Rachid Yazami est depuis plus d’une trentaine d’années le chercheur marocain de référence. Polyglotte, passionné, ce scientifique a sillonné le monde pour persévérer dans son domaine de prédilection: les batteries. Il veut offrir sa dernière invention à son pays.

Dès les premières minutes de conversation, Rachid Yazami dénote par sa joie de vivre contagieuse. Chaque fin de phrase est ponctuée par un éclat de rire tonitruant. Les anecdotes se suivent et sont toutes passionnantes. Ce directeur de recherche au CNRS en France, a un parcours qui en ferait rêver plus d’un. Il est à l’origine de plusieurs découvertes qui ont ou vont révolutionner notre quotidien. Ses travaux sur les batteries au lithium, essentielles à la vie moderne dépendante des smartphones et aux énergies renouvelables font autorité.

 

Rachid Yazami, l’inventeur marocain qui révolutionne les batteries utilisées de nos jours, à Singapour. /Ph: Ore Huiying

Comme ses batteries, Rachid Yazami a la mémoire ultra-chargée. Il vit le premier tournant de sa carrière en 1972, alors qu’il est étudiant à la faculté des sciences de Rabat. «Un jour, je reçois un télégramme en plein mois d’août qui dit ‘Vous êtes admis en math sup, rejoignez le lycée Pierre Corneille de Rouen d’urgence’», confie à Yabiladi le scientifique. Ses parents «se sacrifient» alors pour lui payer un billet d’avion. Trois ans de dur labeur s’ensuivent, «des années très très dures» où la solitude et une masse de travail rythment son quotidien. Les offres d’écoles réputées pleuvent, lui choisit Grenoble.

«On est en 1975, je choisis l’Institut polytechnique qui dispose de six écoles d’ingénieur. La plus cotée est celle de l’informatique. On m’a proposé d’aller en mathématiques appliquées. J’ai dit non : je voulais faire de la chimie parce qu’au Maroc il y avait les phosphates. J’ai choisi de faire l’Ecole nationale supérieure d’électrochimie et d’électrométallurgie de Grenoble, qui était l’avant dernière, la cinquième sur six. C’est là que j’ai commencé à m’intéresser aux batteries.»

Une carrière qui passe par la NASA

En 1978, diplôme d’ingénieur en poche, Rachid Yazami opte pour la recherche. Il décroche un diplôme d’études approfondies (DEA) puis un doctorat d’Etat. Il découvre la batterie au lithium insérée de nos jours dans tous les téléphones et ordinateurs portables et désormais aussi dans les voitures électriques. «La découverte s’est faite fin 1979, début 1980. Ça a été un moment déterminant dans ma carrière mais malheureusement à l’époque, ni le CNRS, ni l’industrie française n’y ont cru.»

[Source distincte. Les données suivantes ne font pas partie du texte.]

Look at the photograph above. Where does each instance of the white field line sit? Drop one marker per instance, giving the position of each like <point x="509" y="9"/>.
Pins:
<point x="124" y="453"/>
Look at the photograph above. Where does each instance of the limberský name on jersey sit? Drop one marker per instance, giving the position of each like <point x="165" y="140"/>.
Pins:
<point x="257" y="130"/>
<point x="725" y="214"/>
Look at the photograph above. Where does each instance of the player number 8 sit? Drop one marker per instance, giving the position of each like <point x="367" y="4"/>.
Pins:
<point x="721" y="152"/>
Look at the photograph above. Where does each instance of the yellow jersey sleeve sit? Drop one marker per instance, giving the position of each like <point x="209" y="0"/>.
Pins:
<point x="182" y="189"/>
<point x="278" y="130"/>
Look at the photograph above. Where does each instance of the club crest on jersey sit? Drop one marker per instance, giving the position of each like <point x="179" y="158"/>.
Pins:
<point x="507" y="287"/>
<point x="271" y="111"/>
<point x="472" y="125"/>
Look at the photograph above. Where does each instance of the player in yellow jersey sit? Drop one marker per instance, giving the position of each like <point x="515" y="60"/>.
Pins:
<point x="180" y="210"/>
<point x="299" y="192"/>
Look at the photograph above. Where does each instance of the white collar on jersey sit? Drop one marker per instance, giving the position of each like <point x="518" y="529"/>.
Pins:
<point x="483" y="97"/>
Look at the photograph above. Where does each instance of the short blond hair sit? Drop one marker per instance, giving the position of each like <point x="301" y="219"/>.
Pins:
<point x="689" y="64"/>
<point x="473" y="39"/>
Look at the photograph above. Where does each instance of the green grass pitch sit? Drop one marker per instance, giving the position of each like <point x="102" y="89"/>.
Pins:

Lors de la présentation de ses travaux en 1983 à San Diego, en Californie, Yazami rencontre un professeur japonais passionné par son travail. Ce dernier l’invite à venir à Kyoto. «Dès que j’ai eu ma thèse en 1985, je lui ai écrit. Il a présenté un dossier au ministère japonais de la recherche scientifique pour que je leur rende visite. En 1988, je suis allé au Japon, invité par le gouvernement», raconte le scientifique. «J’en ai profité pour apprendre le japonais. J’ai passé environ deux ans entre Kyoto et Wedda.»

En 1990, il rentre à Grenoble et y reste pendant dix ans. Entre-temps, Sony le contacte pour annoncer la commercialisation d’une batterie rechargeable au lithium, en 1991. «Elle allait utiliser ma découverte, l’anode en graphite», précise le scientifique.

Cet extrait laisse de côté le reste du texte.